By the mid 90s, Louboutin was creating footwear for both the couture and ready-to-wear collections. Ateliers who used Christian Louboutin shoes included Givenchy, Jean-Paul Gaultier, Chloé, Lanvin and Victor & Rolf.
In 1996, Louboutin received a Fashion Footwear Association of New York (FFANY) Award from the International Fashion Group. It was not until around this time, after he had been in business for over fifteen years that Louboutin passed over the managerial rights of his company to an assistant. Previously he had overseen the production of every single pair of shoes - an extraordinary feat for such a famous and respected designer.
Also during this year, Louboutin designed a collection of shoes with transparent Lucite heels, in which flower petals or other objects were suspended. For one patron, the French film star Arielle Dombasle, he enclosed a love letter from her philosopher husband accompanied by a lock of his hair and a quill.
At Yves Saint Laurent’s ‘Farewell to Haute Couture’ show in 2002, Louboutin created a shoe for the emotional finale.

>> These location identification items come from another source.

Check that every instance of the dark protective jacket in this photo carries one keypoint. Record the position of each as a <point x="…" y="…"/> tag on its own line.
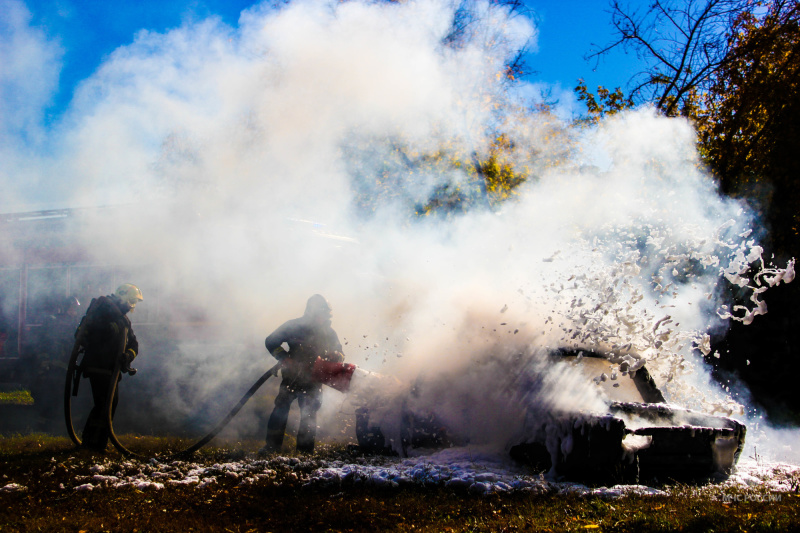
<point x="104" y="321"/>
<point x="306" y="340"/>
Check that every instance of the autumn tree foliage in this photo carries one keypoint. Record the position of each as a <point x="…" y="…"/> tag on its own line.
<point x="733" y="68"/>
<point x="749" y="121"/>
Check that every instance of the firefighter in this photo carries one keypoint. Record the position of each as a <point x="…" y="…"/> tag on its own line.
<point x="104" y="324"/>
<point x="297" y="344"/>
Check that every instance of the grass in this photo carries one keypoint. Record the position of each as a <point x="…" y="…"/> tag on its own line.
<point x="16" y="397"/>
<point x="50" y="468"/>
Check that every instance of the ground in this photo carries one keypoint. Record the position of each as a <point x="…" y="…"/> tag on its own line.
<point x="48" y="485"/>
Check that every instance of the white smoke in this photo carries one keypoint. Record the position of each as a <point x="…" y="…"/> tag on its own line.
<point x="257" y="165"/>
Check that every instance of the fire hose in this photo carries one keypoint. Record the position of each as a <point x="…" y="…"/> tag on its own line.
<point x="336" y="375"/>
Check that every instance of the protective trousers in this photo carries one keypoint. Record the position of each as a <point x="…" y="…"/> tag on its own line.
<point x="310" y="400"/>
<point x="96" y="432"/>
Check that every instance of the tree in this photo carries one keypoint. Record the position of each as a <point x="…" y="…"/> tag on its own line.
<point x="682" y="44"/>
<point x="733" y="67"/>
<point x="605" y="103"/>
<point x="749" y="121"/>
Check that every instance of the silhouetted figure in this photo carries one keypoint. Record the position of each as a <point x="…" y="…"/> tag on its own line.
<point x="104" y="325"/>
<point x="297" y="344"/>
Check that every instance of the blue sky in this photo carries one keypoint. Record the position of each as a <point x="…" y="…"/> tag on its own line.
<point x="87" y="31"/>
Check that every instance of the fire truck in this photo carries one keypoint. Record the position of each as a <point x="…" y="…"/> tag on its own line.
<point x="45" y="258"/>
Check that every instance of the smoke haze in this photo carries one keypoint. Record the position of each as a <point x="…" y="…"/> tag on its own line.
<point x="257" y="165"/>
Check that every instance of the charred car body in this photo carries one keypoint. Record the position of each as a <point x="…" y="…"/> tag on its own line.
<point x="637" y="437"/>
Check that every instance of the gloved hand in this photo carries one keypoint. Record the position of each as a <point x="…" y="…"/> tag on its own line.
<point x="126" y="358"/>
<point x="334" y="356"/>
<point x="279" y="353"/>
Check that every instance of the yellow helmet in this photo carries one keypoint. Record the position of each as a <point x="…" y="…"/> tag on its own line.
<point x="130" y="294"/>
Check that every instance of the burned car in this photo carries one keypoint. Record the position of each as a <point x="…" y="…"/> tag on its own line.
<point x="635" y="437"/>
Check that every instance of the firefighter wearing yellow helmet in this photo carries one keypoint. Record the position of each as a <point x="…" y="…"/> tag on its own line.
<point x="107" y="335"/>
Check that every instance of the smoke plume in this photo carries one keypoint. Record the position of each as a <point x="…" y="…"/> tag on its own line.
<point x="298" y="153"/>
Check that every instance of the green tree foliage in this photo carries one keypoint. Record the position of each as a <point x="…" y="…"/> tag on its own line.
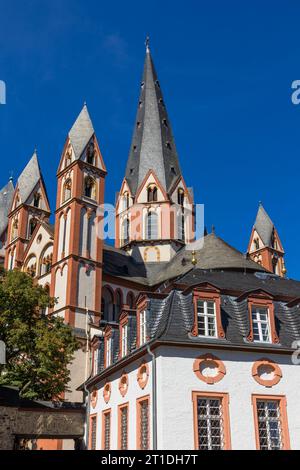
<point x="39" y="347"/>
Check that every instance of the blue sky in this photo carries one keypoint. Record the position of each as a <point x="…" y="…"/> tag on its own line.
<point x="225" y="68"/>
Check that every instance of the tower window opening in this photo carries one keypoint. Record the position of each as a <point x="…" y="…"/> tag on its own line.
<point x="125" y="231"/>
<point x="90" y="188"/>
<point x="180" y="197"/>
<point x="67" y="190"/>
<point x="256" y="243"/>
<point x="36" y="200"/>
<point x="90" y="153"/>
<point x="152" y="226"/>
<point x="152" y="194"/>
<point x="32" y="225"/>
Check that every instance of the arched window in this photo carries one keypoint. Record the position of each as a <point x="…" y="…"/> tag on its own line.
<point x="152" y="226"/>
<point x="107" y="303"/>
<point x="67" y="190"/>
<point x="152" y="193"/>
<point x="181" y="231"/>
<point x="89" y="187"/>
<point x="90" y="153"/>
<point x="32" y="225"/>
<point x="275" y="264"/>
<point x="15" y="230"/>
<point x="36" y="199"/>
<point x="126" y="201"/>
<point x="125" y="231"/>
<point x="180" y="197"/>
<point x="119" y="304"/>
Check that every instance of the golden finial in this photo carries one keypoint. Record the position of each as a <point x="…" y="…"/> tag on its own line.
<point x="194" y="259"/>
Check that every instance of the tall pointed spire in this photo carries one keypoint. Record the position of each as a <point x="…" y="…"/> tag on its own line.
<point x="81" y="132"/>
<point x="153" y="146"/>
<point x="29" y="177"/>
<point x="6" y="197"/>
<point x="265" y="246"/>
<point x="264" y="226"/>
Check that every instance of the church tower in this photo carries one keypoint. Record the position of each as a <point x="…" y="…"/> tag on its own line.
<point x="76" y="275"/>
<point x="265" y="247"/>
<point x="154" y="212"/>
<point x="29" y="205"/>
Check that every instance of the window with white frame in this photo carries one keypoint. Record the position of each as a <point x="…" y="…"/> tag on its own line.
<point x="106" y="431"/>
<point x="93" y="432"/>
<point x="207" y="318"/>
<point x="108" y="352"/>
<point x="210" y="423"/>
<point x="124" y="428"/>
<point x="95" y="361"/>
<point x="124" y="340"/>
<point x="143" y="327"/>
<point x="269" y="424"/>
<point x="260" y="324"/>
<point x="152" y="226"/>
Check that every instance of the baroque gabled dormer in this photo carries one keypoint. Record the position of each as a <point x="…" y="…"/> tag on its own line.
<point x="265" y="247"/>
<point x="154" y="213"/>
<point x="29" y="206"/>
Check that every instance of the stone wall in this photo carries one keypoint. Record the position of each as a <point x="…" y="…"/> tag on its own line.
<point x="39" y="423"/>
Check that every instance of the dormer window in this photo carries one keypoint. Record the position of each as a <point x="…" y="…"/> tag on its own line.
<point x="261" y="324"/>
<point x="207" y="321"/>
<point x="207" y="306"/>
<point x="262" y="319"/>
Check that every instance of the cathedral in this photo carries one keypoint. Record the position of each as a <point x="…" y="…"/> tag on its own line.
<point x="183" y="345"/>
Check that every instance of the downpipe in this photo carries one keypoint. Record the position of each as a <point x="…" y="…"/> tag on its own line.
<point x="154" y="398"/>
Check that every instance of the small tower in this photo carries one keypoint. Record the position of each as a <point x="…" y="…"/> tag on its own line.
<point x="6" y="197"/>
<point x="76" y="275"/>
<point x="29" y="205"/>
<point x="154" y="211"/>
<point x="265" y="247"/>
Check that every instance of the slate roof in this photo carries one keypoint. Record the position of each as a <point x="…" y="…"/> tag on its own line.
<point x="29" y="178"/>
<point x="153" y="145"/>
<point x="264" y="226"/>
<point x="6" y="197"/>
<point x="81" y="132"/>
<point x="214" y="254"/>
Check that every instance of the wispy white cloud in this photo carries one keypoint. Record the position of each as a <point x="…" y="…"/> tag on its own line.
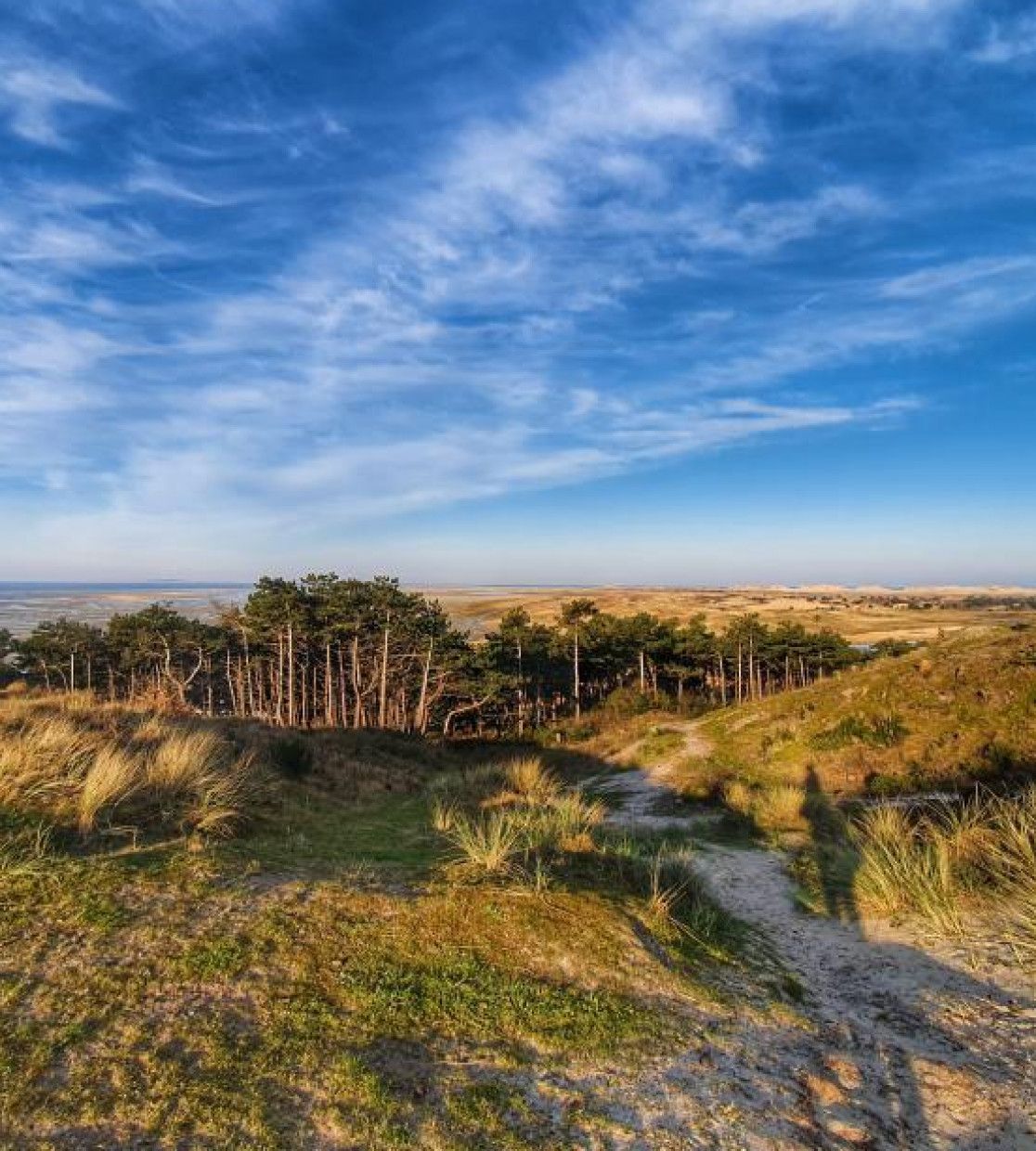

Referred to as Christian Louboutin for Yves Saint Laurent 1962-2002, it remains the only time Saint Laurent associated his name with that of another designer.
In 2003, the first Christian Louboutin handbag line was launched.
In a collaboration with David Lynch in 2007, a Christian Louboutin collection of shoes featured in the exhibition Fetish, which encompassed an array of seductive one-off objects and fetish items photographed by Lynch. In the same year, Louboutin also filed for U.S trademark protection of his signature red sole.
In 2008, New York’s Fashion Institute of Technology mounted a comprehensive retrospective of Louboutin’s work. Later that year, he received a second FFANY Award.
Christian Louboutin dominated The Luxury Institute’s annual Luxury Brand Status Index from the mid 2000s onwards, winning Most Prestigious Women’s Shoes every year from 2007 to 2010.